Desafio da recuperação

De acordo com Jardim, a mitigação do problema é complexa e exigirá equipes multi e interdisciplinares. “O primeiro passo é gerar um diagnóstico preciso das áreas afetadas, da extensão, do tipo de dano e outros fatores”, avalia o professor da Unicamp, justificando que o mapeamento deve abranger não apenas a calha do rio, mas todo o entorno da mata ciliar.

Em alguns locais por onde a lama passou o cenário lembra uma cidade fantasma (Reprodução/Antonio Cruz/Agência Brasil)

“Embora o rompimento de uma barragem seja devastador, a história dos maiores rompimentos tem demonstrado que tais eventos impulsionam novas pesquisas e leis na área”, analisa Aguiar. De acordo com o pesquisador, a tendência é que haja um controle mais rígido desses empreendimentos e que novas publicações sejam feitas, tanto na área acadêmica quanto jurídica. “O governo de Minas Gerais, por exemplo, já estuda proibir o método de alteamento à montante [processo de expansão da barragem que utiliza como suporte o próprio rejeito drenado e compactado]. Infelizmente, grandes tragédias ainda são responsáveis pelo desenvolvimento necessário para evitar que novas ocorram”, lamenta.

Maíra Mansur destaca que é preciso garantir que mais direitos não sejam violados e que as empresas responsáveis não sejam as protagonistas no processo de reconstrução do desastre que elas próprias causaram. “Os protagonistas [da recuperação] devem ser as populações atingidas, que devem possuir poder de decisão em relação ao seu futuro e do local onde viveram e vivem”, defende.

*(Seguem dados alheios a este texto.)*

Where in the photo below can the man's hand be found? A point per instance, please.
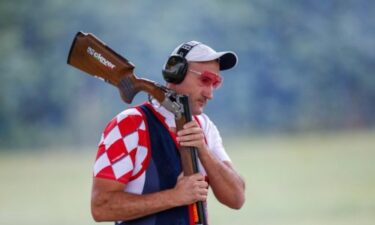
(192, 135)
(190, 189)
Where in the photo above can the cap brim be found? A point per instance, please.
(227, 60)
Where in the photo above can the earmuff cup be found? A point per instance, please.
(175, 69)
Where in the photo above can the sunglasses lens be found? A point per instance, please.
(211, 79)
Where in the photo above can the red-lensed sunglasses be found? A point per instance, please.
(208, 78)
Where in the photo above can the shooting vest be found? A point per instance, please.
(162, 172)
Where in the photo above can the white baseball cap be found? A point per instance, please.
(195, 51)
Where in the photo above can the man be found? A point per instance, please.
(137, 173)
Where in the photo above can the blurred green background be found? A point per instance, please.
(296, 114)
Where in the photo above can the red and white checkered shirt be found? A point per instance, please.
(124, 148)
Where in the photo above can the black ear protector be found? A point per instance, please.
(175, 68)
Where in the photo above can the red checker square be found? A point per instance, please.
(109, 127)
(129, 124)
(116, 151)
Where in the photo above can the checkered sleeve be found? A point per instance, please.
(123, 150)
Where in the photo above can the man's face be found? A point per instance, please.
(199, 83)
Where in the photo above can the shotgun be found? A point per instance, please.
(91, 55)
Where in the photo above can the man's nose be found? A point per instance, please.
(208, 92)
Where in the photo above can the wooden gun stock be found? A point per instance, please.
(94, 57)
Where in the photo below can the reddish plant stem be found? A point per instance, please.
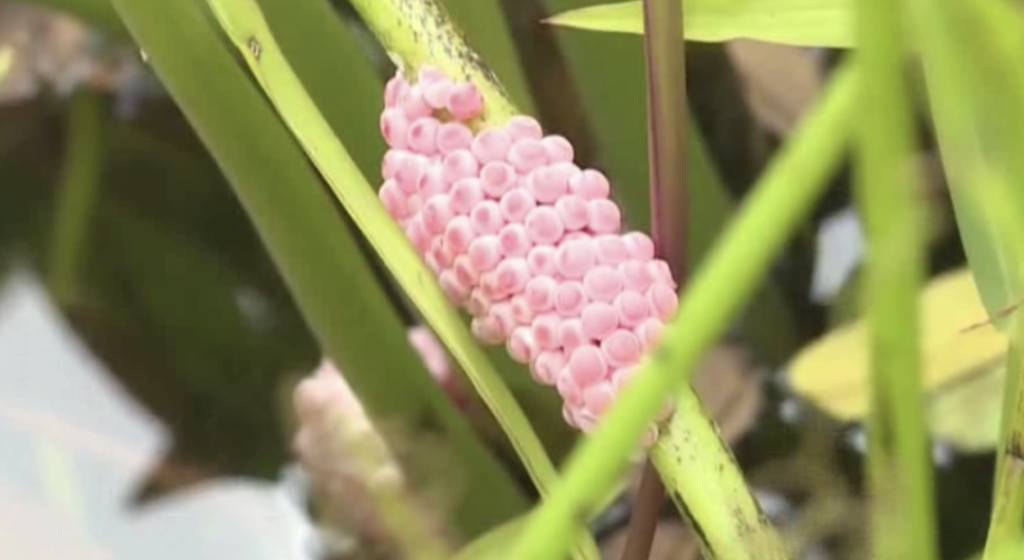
(667, 104)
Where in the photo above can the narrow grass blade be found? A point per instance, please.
(899, 455)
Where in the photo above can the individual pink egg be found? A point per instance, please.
(664, 301)
(486, 330)
(484, 253)
(544, 226)
(436, 92)
(454, 135)
(394, 127)
(521, 346)
(514, 241)
(486, 217)
(516, 205)
(567, 388)
(459, 233)
(649, 333)
(521, 311)
(597, 398)
(546, 367)
(492, 145)
(422, 135)
(436, 214)
(573, 258)
(558, 148)
(497, 178)
(602, 283)
(466, 194)
(633, 308)
(570, 334)
(573, 211)
(464, 101)
(432, 182)
(569, 298)
(542, 260)
(621, 348)
(414, 104)
(393, 200)
(540, 293)
(526, 155)
(546, 331)
(590, 184)
(456, 292)
(604, 217)
(599, 319)
(460, 164)
(521, 126)
(464, 270)
(587, 364)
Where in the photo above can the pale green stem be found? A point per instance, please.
(899, 458)
(730, 273)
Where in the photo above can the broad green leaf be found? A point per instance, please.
(962, 356)
(335, 70)
(318, 257)
(245, 25)
(610, 77)
(801, 23)
(978, 111)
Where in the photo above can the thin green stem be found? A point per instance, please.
(781, 199)
(420, 33)
(690, 455)
(80, 185)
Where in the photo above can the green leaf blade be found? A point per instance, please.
(800, 23)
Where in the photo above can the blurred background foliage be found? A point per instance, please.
(108, 195)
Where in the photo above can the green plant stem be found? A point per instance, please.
(730, 273)
(899, 457)
(709, 487)
(80, 185)
(247, 29)
(420, 33)
(378, 472)
(310, 246)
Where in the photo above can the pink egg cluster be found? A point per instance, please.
(522, 238)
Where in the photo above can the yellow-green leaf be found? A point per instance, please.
(802, 23)
(963, 356)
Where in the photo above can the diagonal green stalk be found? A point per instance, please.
(779, 201)
(312, 249)
(899, 458)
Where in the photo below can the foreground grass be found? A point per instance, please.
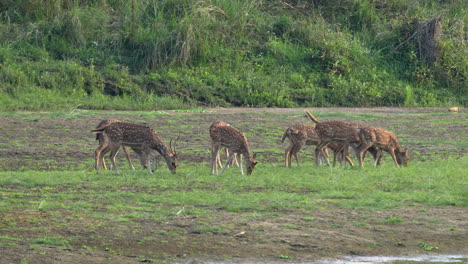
(136, 194)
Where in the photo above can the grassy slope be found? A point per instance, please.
(64, 54)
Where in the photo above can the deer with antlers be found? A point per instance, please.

Santos, da UFSCar, concorda que a redução do impacto é complexa e indica que pouca coisa pode ser feita para resolver, mesmo com muito dinheiro. “O rio Doce nunca mais será o mesmo.  Espécies de animais ou vegetais que só existiam ali acabaram para sempre e cadeias alimentares foram completamente destruídas. [...] Talvez esta seja a maior lição: alguns impactos causados por acidentes ambientais são tão grandes e tão profundos que talvez a única forma de resolver é não deixar eles acontecerem”, conclui.